Estou certo de que cada vaca que
soltarem, aumentará sua liberdade e felicidade. Este é o tipo de alegria e
felicidade que o Buda recomenda.
Quando eu uso a palavra “vaca”,
seu primeiro significado é algo que você pensa que é essencial para sua
felicidade. É algo que você nunca questionou: uma posição na sociedade, um
negócio, um diploma, uma ideologia. Mas quando você consegue, parece que não
tem a felicidade que queria, e você continua a sofrer, mesmo se você tem suas
vacas. Nós somos convidados a praticar olhar em profundidade na natureza de
nossas vacas para ver se elas são realmente necessárias para nosso bem-estar e
felicidade. Se descobrirmos que é apenas uma vaca que cria mais ansiedade e
medo, então seremos capazes de deixá-la ir. É por isso que eu pedi a todos
vocês para olhar em profundidade e chamar suas vacas por seus verdadeiros
nomes.
Entre as vacas de meu amigo na Alemanha
que citei, havia algumas que pareciam muito espirituais. Ele era presidente de
muitas organizações budistas. Ele participava de muitas reuniões e fez muito
trabalho. Tomava muito de seu tempo e energia e causava a ele muito stress. Ele
não conseguia desfrutar de sua respiração, caminhada ou enquanto sentava. Ele
não se sentia feliz. Para ser feliz, ele tinha que liberar algumas de suas
vacas. Quanto mais vacas liberamos, maior será nossa liberdade e felicidade. É
isso o que quero dizer por vacas.
Talvez você tenha um trabalho,
mas acha que não é suficiente, então consegue um segundo trabalho. Você
trabalha depois da hora, pensando que precisa criar mais oportunidades para
aumentar sua riqueza e fama. Você fica preso neste modo de pensar por muito
tempo. Mas um dia você descobre que não é realmente feliz, e você realmente
quer felicidade. Você não quer perder sua energia em preocupações, raiva e
assim por diante. Você está determinado a liberar suas vacas.

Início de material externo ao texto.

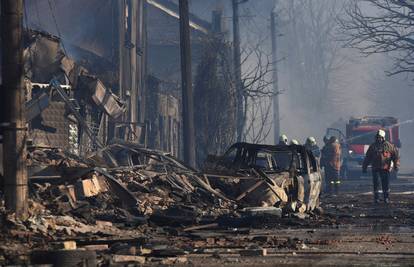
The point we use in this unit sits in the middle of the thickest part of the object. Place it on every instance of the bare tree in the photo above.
(257, 82)
(386, 29)
(214, 91)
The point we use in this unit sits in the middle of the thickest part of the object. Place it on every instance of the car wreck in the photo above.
(267, 175)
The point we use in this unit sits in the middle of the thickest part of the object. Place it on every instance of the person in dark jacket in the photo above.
(383, 157)
(331, 161)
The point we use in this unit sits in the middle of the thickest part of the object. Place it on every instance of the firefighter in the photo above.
(331, 161)
(311, 145)
(382, 156)
(283, 140)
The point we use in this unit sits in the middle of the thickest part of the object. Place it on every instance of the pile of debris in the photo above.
(131, 204)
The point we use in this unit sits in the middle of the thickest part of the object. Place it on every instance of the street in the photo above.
(352, 232)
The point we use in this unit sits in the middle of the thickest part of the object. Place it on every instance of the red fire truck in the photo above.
(360, 133)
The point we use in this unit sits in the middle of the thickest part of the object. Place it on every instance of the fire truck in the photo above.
(360, 133)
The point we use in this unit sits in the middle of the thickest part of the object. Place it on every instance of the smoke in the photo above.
(321, 82)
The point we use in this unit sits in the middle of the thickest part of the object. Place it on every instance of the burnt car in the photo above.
(268, 175)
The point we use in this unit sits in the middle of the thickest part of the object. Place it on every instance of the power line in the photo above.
(57, 26)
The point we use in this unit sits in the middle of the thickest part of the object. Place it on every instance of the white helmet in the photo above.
(283, 139)
(381, 133)
(311, 140)
(294, 142)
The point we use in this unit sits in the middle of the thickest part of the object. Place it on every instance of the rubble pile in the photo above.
(133, 204)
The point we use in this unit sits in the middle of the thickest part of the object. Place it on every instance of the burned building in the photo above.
(124, 47)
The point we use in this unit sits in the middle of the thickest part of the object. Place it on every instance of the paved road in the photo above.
(352, 232)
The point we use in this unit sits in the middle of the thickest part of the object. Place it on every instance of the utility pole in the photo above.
(186, 84)
(13, 102)
(276, 111)
(237, 69)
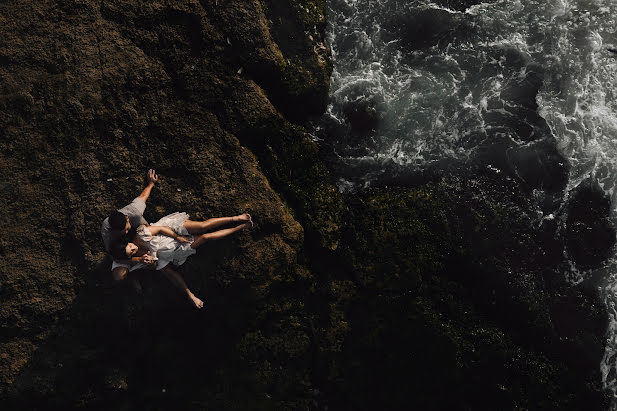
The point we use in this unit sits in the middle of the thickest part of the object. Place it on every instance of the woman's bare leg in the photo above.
(199, 227)
(179, 282)
(217, 235)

Cada um de nós pode olhar profundamente,
identificar suas vacas e liberá-las. Uma vaca pode ser também uma ideologia ou
uma idéia de que temos bastante orgulho. Pensamos que somos alguém muito
especial se seguimos aquela idéia ou ideologia. Mas se, na verdade, não nos deu
felicidade verdadeira, é uma vaca que precisamos liberar.

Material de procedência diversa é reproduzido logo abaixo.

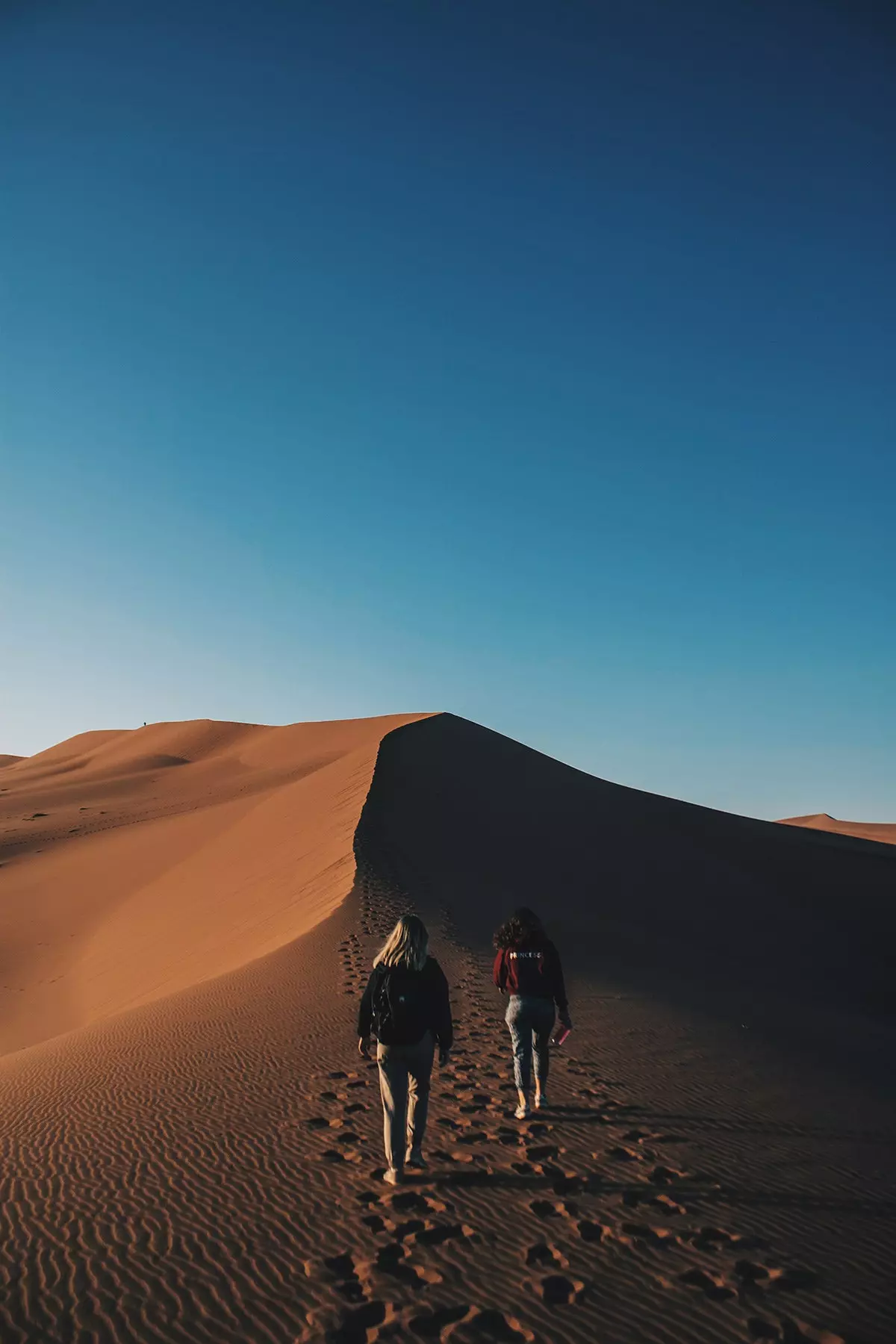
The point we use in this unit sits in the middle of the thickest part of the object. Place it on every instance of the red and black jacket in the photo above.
(534, 969)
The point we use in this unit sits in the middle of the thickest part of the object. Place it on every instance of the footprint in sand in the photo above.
(544, 1254)
(559, 1290)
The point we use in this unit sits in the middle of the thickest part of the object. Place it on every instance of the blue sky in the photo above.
(527, 361)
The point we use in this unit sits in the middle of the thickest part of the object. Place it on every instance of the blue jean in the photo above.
(531, 1021)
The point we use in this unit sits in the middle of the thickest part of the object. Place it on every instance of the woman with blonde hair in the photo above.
(406, 1007)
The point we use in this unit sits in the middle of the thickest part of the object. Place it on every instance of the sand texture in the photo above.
(882, 833)
(191, 1147)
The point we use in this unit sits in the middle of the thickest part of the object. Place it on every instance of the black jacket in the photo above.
(435, 1015)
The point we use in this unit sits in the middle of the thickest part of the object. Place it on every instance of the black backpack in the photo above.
(399, 1006)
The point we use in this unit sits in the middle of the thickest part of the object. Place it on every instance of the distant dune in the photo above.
(880, 831)
(191, 1145)
(140, 862)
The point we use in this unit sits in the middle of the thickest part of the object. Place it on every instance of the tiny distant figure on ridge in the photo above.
(406, 1006)
(527, 968)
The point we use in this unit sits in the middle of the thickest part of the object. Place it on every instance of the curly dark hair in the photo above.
(523, 927)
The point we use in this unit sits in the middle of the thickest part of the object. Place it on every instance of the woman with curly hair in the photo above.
(527, 967)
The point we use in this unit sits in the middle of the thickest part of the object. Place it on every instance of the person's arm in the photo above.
(442, 1027)
(366, 1016)
(558, 986)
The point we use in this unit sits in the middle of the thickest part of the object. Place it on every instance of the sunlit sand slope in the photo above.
(880, 831)
(136, 863)
(206, 1166)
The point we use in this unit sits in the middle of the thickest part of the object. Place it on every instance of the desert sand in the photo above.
(882, 833)
(191, 1147)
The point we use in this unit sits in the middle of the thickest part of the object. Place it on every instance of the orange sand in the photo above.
(880, 831)
(190, 1144)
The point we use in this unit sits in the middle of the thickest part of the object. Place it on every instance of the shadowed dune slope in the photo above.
(482, 823)
(880, 831)
(136, 863)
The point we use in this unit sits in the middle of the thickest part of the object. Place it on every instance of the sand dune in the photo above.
(879, 831)
(137, 863)
(190, 1144)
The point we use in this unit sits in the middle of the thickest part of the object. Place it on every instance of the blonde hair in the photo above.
(408, 945)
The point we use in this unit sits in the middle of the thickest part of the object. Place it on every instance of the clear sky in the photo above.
(534, 362)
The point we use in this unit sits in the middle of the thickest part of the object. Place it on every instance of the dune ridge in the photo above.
(883, 833)
(139, 862)
(198, 1156)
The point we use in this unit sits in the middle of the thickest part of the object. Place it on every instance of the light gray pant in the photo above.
(405, 1088)
(531, 1021)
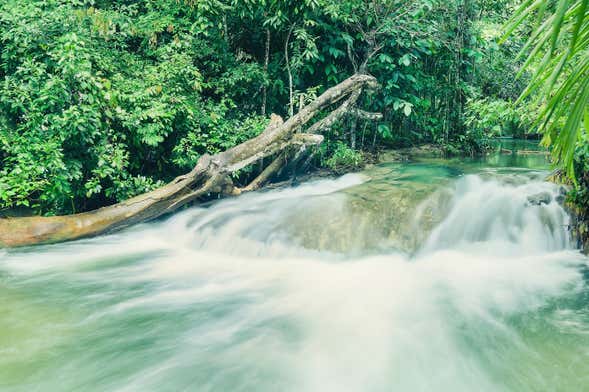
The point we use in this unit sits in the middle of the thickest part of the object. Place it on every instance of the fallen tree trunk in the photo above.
(211, 175)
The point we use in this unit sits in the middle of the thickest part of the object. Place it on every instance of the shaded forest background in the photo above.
(101, 100)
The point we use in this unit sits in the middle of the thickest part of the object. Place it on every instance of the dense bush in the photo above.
(101, 100)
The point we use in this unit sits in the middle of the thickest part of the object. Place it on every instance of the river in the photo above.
(445, 275)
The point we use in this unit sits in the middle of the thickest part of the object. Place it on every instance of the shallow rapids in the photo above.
(413, 277)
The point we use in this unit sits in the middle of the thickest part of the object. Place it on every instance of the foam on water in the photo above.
(222, 298)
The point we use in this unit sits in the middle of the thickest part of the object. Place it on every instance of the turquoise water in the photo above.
(435, 275)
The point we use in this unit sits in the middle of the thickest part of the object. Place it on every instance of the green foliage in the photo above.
(490, 117)
(559, 55)
(103, 99)
(343, 159)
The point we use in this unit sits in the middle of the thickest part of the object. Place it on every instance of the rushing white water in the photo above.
(240, 296)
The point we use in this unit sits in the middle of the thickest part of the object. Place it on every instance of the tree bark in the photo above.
(211, 175)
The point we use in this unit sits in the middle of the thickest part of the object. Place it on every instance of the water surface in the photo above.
(445, 275)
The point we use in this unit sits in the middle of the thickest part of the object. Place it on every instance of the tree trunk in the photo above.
(211, 175)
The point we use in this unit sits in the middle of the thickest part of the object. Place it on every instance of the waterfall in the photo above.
(251, 294)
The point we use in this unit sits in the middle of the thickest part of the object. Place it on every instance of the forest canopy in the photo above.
(101, 100)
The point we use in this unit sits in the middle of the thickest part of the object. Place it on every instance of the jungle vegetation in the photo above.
(102, 100)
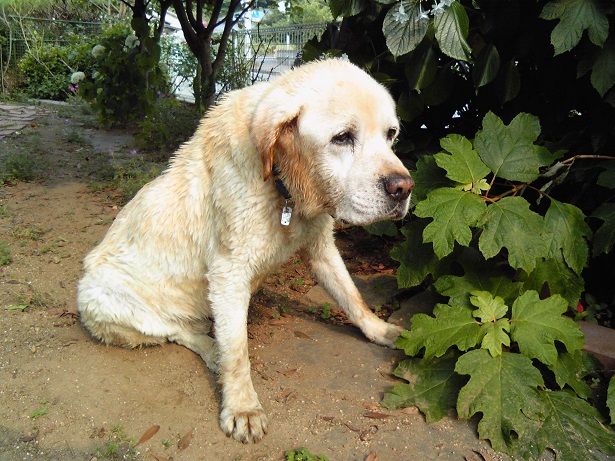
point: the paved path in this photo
(14, 118)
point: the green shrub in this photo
(126, 78)
(170, 124)
(46, 70)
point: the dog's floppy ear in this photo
(275, 114)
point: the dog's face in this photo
(335, 145)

Eu falei antes sobre um monge que
estava muito ocupado construindo um templo. Você poderia perguntar, “O que está
errado em um monge construir um templo?”. Quando ele estava construindo, ele se
preocupava tanto sobre o templo que não tinha tempo para praticar meditação
caminhando, respiração consciente, ou desfrutar, tocar o momento presente. Ele
estava sacrificando sua própria felicidade. Ele sacrificou a coisa mais
importante e se focou nas menos importantes.

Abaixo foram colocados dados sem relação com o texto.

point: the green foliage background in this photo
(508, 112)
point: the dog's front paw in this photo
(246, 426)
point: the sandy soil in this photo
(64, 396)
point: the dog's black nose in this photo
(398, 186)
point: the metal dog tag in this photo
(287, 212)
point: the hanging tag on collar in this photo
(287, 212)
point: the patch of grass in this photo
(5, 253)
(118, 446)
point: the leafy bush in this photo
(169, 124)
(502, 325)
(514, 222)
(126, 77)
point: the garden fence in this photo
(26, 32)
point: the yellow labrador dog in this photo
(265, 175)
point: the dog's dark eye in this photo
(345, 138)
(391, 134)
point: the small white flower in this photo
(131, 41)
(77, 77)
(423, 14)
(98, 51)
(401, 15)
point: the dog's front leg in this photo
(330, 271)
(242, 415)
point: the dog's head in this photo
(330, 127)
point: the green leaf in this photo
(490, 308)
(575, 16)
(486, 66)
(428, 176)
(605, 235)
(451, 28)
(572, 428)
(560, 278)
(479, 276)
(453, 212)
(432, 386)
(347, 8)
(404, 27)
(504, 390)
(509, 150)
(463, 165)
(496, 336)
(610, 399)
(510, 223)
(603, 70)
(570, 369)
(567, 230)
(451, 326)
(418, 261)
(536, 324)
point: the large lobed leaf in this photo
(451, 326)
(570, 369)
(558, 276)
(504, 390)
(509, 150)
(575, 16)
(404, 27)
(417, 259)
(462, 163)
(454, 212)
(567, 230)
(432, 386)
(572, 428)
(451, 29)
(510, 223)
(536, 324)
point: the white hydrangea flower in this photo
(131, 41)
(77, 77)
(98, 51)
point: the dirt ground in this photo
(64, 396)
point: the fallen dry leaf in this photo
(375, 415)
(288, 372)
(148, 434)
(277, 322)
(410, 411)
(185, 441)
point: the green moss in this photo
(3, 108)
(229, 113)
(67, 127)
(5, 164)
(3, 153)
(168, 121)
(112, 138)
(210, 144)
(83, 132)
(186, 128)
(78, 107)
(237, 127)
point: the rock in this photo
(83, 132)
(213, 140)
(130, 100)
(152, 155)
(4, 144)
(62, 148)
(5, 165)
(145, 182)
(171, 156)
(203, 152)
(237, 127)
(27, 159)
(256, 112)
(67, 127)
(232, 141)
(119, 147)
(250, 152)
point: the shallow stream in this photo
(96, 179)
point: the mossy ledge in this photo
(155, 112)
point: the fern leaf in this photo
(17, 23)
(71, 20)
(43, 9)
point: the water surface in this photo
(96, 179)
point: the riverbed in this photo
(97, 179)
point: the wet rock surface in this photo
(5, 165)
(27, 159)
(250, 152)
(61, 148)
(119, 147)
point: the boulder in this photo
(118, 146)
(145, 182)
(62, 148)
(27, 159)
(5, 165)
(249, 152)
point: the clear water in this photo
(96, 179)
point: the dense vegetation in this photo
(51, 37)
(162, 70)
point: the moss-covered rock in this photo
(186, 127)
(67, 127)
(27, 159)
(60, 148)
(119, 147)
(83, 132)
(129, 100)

Quando o monge reclamou a seu
amigo, seu amigo disse: “Por que você não se torna um monge verdadeiro? Um
monge de verdade é livre de vacas”. Portanto, mesmo um templo pode ser uma
vaca. Não significa que ele não deveria construir o templo, mas há modos de construir
templos sem transformá-los em vacas, e de forma que você se mantenha uma pessoa
livre. Se algo é uma vaca - ou não - depende de seu comportamento.